DRIVING TO A STATE OF BLISS: My new job comes with a new feature: serious commuting.
In all my previous professional incarnations I've done the simple neighborhood-to-Loop commute, utiliziing the full range of available means of transport: El train, CTA bus, taxicab, and private car. For the most part this meant anywhere from twelve to thirty minutes spent in transit each way. It also meant I paid no mind to pesky traffic reports, and I regarded city-to-suburb commuters as minor idiots. (What did I think of suburb-to-city commuters? Poseurs. Wussies. Preppyfaces. Etc. That I myself am now mulling over the thought of a suburb-to-suburb super wuss-out boggles my mind, even as it lowers my blood pressure.)
Now, with my new gig in Northbrook, I find myself faced with a standard sixty-minute commute every morning and night. I find myself tuning in to traffic reports, finally comprehending what the heck "Lake Cook to the junction" means. And I find my general demeanor impacted in at least some small way by the traffic manners of those around me. I am an active commuter now, fully engaged in the daily schlep to and from my other life; whereas in the past I was a literal and figurative passenger on the rails and roadways, because even when I was driving it was such a short and prescribed path that it bore few of the wrinkles and requirements of my new macro-commuting lifestyle.
This new commuting life comes with its own challenges, to be sure. But more and more I'm experiencing small breakthroughs...like this one from earlier today:
I'm sitting at a stoplight off the highway, poised to make a right-on-red turn. Meanwhile traffic from the left-turn-lane to my left is slowly executing their turns, arcing into the inside lane of traffic on the road I'm intending to enter. Sensing a small seam in the turning traffic, I execute my right turn just as a left-turner initiates a broad, sweeping turn that nearly propels him into my path. (In other words he veers across the inside lane and into my outside lane, as if the centrifugal force of his five-mile-an-hour turn is more than he can control.)

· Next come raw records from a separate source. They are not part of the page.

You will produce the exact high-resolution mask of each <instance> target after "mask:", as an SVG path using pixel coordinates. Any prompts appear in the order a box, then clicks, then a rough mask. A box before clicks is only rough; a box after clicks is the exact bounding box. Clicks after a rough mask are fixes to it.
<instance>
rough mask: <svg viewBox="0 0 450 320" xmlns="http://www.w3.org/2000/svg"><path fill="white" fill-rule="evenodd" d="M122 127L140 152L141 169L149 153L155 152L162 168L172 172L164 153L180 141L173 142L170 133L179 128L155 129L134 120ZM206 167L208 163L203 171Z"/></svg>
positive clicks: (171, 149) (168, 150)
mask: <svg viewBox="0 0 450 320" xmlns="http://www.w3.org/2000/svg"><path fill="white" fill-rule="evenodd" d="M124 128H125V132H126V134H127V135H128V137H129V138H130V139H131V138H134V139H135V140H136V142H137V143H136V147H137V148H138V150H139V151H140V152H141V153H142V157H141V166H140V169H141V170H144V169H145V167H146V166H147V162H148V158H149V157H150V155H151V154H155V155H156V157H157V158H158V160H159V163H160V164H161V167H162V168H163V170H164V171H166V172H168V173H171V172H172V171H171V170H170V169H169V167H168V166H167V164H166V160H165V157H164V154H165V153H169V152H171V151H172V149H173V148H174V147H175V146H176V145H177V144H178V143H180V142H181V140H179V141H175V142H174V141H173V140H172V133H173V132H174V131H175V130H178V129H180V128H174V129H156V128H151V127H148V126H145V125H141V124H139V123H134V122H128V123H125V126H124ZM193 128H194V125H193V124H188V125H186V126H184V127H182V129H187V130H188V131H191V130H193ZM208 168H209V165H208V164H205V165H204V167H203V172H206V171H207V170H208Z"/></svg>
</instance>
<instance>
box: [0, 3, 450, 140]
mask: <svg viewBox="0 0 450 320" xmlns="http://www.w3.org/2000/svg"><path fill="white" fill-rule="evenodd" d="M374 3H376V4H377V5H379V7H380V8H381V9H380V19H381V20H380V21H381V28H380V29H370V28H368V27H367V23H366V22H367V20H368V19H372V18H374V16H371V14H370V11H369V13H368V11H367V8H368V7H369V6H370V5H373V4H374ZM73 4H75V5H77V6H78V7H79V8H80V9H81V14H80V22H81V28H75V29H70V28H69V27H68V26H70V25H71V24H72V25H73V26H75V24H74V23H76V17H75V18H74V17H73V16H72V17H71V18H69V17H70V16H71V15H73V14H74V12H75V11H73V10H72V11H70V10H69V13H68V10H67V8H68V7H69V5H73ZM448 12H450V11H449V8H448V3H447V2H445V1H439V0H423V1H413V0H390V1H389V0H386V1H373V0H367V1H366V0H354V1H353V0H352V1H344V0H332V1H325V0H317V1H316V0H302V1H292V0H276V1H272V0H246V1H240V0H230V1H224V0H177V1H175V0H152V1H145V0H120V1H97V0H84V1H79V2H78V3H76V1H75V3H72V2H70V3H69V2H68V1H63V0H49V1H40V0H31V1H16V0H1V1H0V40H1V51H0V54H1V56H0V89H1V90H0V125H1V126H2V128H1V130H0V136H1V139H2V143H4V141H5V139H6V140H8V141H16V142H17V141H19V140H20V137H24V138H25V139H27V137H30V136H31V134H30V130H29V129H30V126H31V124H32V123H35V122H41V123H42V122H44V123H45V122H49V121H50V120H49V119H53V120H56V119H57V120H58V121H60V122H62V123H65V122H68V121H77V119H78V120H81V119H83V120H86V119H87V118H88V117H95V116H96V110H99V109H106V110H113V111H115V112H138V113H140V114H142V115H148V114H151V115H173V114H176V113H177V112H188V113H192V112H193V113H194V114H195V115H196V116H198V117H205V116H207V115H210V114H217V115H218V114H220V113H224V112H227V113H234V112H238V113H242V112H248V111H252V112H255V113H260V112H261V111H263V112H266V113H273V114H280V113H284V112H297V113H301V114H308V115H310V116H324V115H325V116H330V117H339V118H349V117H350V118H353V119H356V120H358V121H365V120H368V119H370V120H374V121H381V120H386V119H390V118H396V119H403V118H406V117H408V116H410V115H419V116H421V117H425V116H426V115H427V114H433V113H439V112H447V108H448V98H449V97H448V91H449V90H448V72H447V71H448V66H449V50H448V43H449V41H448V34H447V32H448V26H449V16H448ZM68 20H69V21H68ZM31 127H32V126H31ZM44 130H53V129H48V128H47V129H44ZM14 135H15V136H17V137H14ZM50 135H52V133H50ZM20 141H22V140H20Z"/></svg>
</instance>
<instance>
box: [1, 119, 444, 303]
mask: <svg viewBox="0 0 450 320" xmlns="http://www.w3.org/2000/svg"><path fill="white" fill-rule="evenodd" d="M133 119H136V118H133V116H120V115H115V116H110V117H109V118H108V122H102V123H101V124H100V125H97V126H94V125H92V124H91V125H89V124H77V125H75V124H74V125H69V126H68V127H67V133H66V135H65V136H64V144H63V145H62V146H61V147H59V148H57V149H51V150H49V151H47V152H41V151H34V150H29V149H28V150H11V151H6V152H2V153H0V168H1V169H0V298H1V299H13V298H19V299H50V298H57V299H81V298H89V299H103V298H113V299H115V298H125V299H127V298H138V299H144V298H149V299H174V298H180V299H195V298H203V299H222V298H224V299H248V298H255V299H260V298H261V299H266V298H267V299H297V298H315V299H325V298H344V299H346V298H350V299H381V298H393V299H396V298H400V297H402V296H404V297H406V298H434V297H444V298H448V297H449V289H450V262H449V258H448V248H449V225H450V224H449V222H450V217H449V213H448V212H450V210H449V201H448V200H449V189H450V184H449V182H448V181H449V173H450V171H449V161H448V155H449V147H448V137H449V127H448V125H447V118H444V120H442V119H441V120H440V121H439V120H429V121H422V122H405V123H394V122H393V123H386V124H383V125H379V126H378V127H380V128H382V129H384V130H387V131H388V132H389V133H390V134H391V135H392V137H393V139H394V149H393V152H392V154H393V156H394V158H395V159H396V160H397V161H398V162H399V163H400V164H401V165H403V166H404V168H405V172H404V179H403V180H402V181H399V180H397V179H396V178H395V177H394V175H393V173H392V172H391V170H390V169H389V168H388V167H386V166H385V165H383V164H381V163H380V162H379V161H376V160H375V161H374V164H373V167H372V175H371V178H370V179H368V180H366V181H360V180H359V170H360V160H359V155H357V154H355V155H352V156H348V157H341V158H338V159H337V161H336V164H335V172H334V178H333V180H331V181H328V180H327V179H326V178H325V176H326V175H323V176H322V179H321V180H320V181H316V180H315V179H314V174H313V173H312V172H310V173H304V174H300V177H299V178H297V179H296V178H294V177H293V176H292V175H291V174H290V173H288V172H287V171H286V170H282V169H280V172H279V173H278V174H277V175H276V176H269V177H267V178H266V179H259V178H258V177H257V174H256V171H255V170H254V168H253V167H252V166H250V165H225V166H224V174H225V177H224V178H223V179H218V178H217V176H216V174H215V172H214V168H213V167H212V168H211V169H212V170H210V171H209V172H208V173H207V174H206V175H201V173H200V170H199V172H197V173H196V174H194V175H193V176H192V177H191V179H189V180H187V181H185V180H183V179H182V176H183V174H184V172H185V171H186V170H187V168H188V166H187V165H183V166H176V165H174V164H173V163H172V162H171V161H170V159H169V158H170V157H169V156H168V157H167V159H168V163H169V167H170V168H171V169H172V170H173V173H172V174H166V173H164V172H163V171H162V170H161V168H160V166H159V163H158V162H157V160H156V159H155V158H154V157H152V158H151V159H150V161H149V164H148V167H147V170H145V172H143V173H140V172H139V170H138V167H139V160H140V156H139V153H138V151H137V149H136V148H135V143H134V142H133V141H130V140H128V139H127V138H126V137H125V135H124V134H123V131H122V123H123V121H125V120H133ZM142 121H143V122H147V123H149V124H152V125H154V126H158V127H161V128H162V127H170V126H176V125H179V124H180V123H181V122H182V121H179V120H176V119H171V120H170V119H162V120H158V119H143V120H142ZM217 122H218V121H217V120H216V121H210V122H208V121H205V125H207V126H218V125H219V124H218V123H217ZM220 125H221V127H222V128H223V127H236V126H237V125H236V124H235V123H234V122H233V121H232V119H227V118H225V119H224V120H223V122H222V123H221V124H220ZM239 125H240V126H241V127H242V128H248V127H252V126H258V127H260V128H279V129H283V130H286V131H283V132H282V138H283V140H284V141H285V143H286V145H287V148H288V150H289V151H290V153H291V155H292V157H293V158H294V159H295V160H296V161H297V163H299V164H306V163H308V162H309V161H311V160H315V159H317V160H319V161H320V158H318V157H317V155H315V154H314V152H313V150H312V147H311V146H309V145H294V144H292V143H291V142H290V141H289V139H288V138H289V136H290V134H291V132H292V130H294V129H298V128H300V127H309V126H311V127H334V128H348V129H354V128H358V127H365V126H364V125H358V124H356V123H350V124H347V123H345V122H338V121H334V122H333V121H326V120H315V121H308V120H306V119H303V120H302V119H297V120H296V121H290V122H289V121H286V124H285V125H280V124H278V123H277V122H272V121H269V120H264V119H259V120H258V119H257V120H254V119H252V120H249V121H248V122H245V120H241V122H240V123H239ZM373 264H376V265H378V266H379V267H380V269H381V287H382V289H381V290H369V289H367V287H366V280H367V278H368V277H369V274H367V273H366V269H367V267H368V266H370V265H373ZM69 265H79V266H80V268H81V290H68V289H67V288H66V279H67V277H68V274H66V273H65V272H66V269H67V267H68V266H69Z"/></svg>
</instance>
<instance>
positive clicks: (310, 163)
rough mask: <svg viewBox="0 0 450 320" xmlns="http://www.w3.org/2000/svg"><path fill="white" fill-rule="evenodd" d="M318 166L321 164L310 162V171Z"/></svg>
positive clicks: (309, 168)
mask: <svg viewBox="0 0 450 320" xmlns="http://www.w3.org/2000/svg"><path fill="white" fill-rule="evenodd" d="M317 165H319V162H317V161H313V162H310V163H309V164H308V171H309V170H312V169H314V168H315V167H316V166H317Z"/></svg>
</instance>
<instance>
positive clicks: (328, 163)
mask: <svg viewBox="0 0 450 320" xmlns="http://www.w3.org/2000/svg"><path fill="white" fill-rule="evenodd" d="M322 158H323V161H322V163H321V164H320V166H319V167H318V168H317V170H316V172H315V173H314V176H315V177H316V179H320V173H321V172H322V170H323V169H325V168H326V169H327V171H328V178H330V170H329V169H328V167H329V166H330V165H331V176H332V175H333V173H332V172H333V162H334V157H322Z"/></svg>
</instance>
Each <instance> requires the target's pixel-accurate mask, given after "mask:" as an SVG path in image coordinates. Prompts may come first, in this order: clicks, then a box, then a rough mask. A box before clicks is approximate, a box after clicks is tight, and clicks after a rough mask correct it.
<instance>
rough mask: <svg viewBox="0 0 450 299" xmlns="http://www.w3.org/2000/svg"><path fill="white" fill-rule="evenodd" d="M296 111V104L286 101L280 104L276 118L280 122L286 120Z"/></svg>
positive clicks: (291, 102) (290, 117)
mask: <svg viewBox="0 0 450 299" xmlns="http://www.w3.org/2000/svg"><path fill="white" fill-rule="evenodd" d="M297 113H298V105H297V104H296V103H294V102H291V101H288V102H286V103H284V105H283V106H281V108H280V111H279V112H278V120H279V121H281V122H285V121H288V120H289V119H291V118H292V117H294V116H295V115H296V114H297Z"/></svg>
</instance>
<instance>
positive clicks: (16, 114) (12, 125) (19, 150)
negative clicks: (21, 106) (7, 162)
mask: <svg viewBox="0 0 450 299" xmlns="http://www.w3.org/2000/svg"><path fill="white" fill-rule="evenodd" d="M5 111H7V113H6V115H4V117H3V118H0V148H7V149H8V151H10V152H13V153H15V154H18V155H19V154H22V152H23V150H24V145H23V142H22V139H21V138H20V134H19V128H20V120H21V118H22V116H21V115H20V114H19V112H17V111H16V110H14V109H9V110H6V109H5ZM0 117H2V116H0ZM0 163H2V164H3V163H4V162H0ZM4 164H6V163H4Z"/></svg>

I make a sign to him, a mild wave of the hand as if to say, "It's okay, not to worry old chap." I perform a skillful evasive maneuver in my larger car, a slight jog curbward that keeps me and my vehicle out of harm's way. He slows down then, pulling his passenger window alongside my driver's window, and I look over expecting to see an acknowledgement of wrongdoing and/or remorse, perhaps even a gently mouthed "sorry" or "thanks." Alas, the words he forms are not nearly so benign. He bites down hard on his top lip and expectorates a fully felt "Fuck you."
"Fuck me?" I simmer. "Fuck me?"
I stifle an urgent, obvious "No, fuck you," and I simply stare back at him, like a blissed out yogi too high on my mantra to care. I purse my lips into a small smile, the sort of miniature facial greeting one might offer a stranger from across an elevator.
I sense his fury accelerating, even as his vehicle holds steady just inches from mine. Both his arms leap wildly off the steering wheel in a grand upswing. I can hear him, even through three panes of auto glass (his own measly single pane juxtaposed limply alongside my luxurious double-dose of imported, crystalline protection):
"WHAT THE FUCK?!!!"
I let my face go Botox blank. I give him nothing. Instead of mirroring his anger I absorb it, like a river receiving rain. My car seems to drive itself. I neither accelerate nor decelerate, neither smile nor frown, neither inhale nor exhale. I am suspended in a state of exhilarated nothingness, of totally engaged detachment.
Either I am getting good at commuting, or I have suffered a major stroke.